Groups and explanatory variables

It was explained earlier that data from different groups can be combined in a single data matrix with a categorical variable that gives group membership. In a similar way, a categorical variable can be used to split a data set into groups.

In some data sets, one categorical variable can be thought of as a response whose values are thought to depend on a second categorical variable — an explanatory variable. We can then think of the explanatory variable as defining different groups and ask how the response distribution differs between the groups.

Do not use the response variable to define the groups.

If one categorical variable is a response and the other is an explanatory variable, the methods in the previous section can be used to see how the explanatory variable affects the response.

Drug screening of job applicants

Urine drug screening that was performed on 2537 applicants for postal jobs. Among the categorical variables measured from each applicant were the type of drug detected (if any) and the applicant's gender. The contingency table below shows these data.

  Negative Marijuana Cocaine Other drugs Total
Male 1465 146 33 28 1672
Female 764 52 22 27 865

In this data set, the result of the drug test is the response and gender is the explanatory variable — it is possible for gender to affect the type of drug detected, but not the reverse (!).
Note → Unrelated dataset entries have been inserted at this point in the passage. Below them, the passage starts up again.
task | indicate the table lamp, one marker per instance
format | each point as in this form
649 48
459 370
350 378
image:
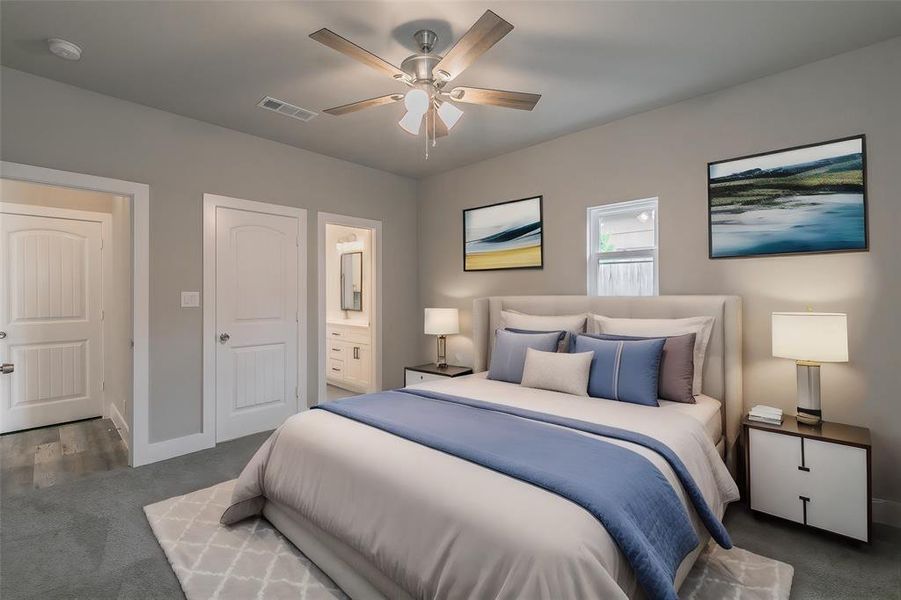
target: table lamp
442 322
810 339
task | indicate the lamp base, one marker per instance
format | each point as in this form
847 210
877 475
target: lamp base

We can therefore use the methods in the previous section to compare the distributions for males and females. For example, the following table shows the percentages within each gender group.

  Negative Marijuana Cocaine Other drugs Total
Male 87.6 8.7 2.0 1.7 100.0
Female 88.3 6.0 2.5 3.1 100.0

From this table, it can be seen that the differences between males and females are fairly small.
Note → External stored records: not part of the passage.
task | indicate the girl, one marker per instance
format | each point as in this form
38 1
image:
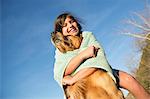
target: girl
68 26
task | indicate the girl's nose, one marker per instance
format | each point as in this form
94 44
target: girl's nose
70 25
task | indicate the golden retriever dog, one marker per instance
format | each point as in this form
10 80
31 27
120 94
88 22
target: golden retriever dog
98 85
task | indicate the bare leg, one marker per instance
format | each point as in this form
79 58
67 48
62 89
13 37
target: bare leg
129 83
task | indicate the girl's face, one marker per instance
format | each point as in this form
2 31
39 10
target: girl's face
70 27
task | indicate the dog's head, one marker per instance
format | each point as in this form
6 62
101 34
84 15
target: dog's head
65 43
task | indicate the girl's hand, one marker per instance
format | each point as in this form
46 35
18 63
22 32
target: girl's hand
89 52
67 80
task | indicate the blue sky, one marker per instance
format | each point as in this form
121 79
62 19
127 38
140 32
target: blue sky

It is however unhelpful to treat the drug result as defining the groups. For example, the percentages in the following table are much harder to interpret and compare.
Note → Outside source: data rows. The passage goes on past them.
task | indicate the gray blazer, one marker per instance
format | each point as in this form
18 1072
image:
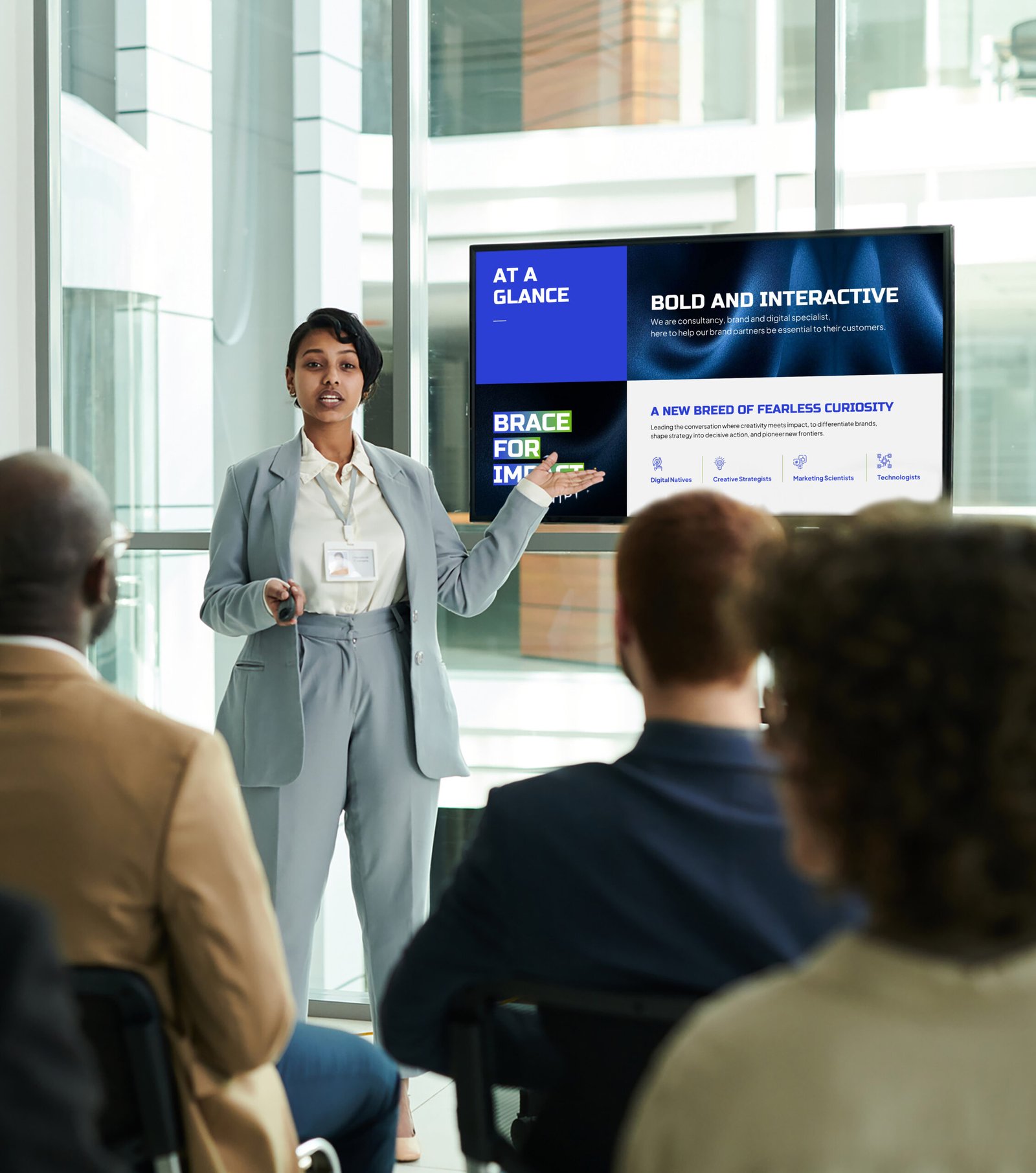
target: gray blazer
262 716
  Negative Marijuana Cocaine Other drugs
Male 65.7 73.7 60.0 50.9
Female 34.3 26.3 40.0 49.1
Total 100.0 100.0 100.0 100.0

Bivariate data without an explanatory variable

Not all data sets have variables that can be categorised as a response and an explanatory variable. Sometimes the relationship between the variables is more symmetrical but we still want to discover whether particular values of one variable are associated with values of the other.

For numerical variables, we would use a correlation coefficient to describe the strength of the relationship (as opposed to least squares for variables that can be classified as a response and explanatory variable). When the two variables are categorical, different methods are needed to describe the association between the variables.

The remainder of this section describes some methods of analysing data of this form.

Alcohol and nicotine intake

As part of a study of how drinking and smoking by pregnant women affected their children, data were collected from 452 mothers about the relationship between their nicotine intake during pregnancy and their alcohol intake before their pregnancy was recognised. The contingency table below describes the relationship between these two ordinal categorical variables.

    Nicotine (milligrams/day)
Alcohol (oz/day) None 1 to 15 Over 15
  None 105 7 11
0.01 to 0.10 58 5 13
0.11 to 0.99 84 37 42
1.00 or more 57 16 17

The variables cannot be classified as a response and explanatory variable — both variables have similar status. However it is reasonable to ask whether high alcohol consumption tends to be associated with high nicotine intake.